Later, I walked to my favourite Hollingworth Lake cafe, which is of course closed, as are many businesses.
The first listen of choice today was the album "Upp" recorded by the jazz/rock/funk band of the same name in 1975. Two interesting (to me, anyway) facts - Jeff Beck produced the album and played guitars on it; and the bass player was one Stephen Amazing (aka Steve Fields.) My favourite track was Give It To You.
Painting of the day was "Penelope and the Suitors" (1509) by Pinturicchio (which I gather means "little painter.") Now in the National Gallery in London, it was painted as one of eight frescos in the Petrucci palace in Siena. It is not in the best condition, not having been properly restored.

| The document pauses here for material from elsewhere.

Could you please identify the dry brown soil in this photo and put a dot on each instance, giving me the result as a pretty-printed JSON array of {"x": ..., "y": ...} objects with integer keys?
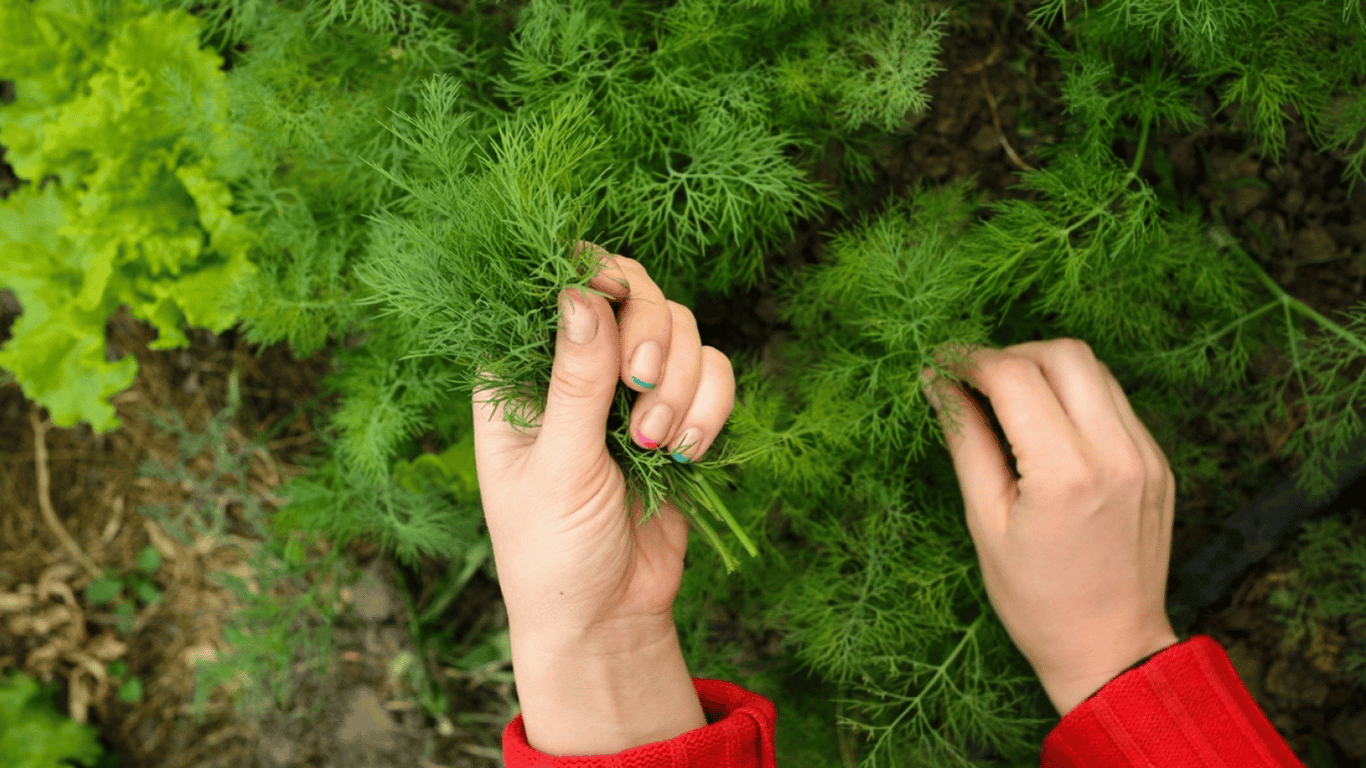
[{"x": 993, "y": 107}]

Pandolfo Petrucci was a local "tyrant" a term which was not wholly negative in those turbulent times. This classical scene, from the story of Penelope, the wife of Odysseus waiting in Ithaca for the return of her husband, may have been intended to compliment Petrucci for his noble toughness, like Homer's hero, and his wife for her chastity and patience. However, at such an early stage in the Renaissance, printing was not well-developed and Pinturicchio's understanding of the tales of Odysseus was vague at best. It is far from clear that the young men on the right of the picture were actually suitors. The one near the centre may have been Telemachus, the son of Odysseus and Penelope.
The legend has it that Odysseus was watched-over by Athene, the goddess of wisdom, who was said by Homer to have taken the shape of a swallow and "darted aloft to perch on the smoky main beam of the hall" in Ithaca. The bird in the top left of the picture is definitely not a swallow and it is perched on the frame of a weaving loom.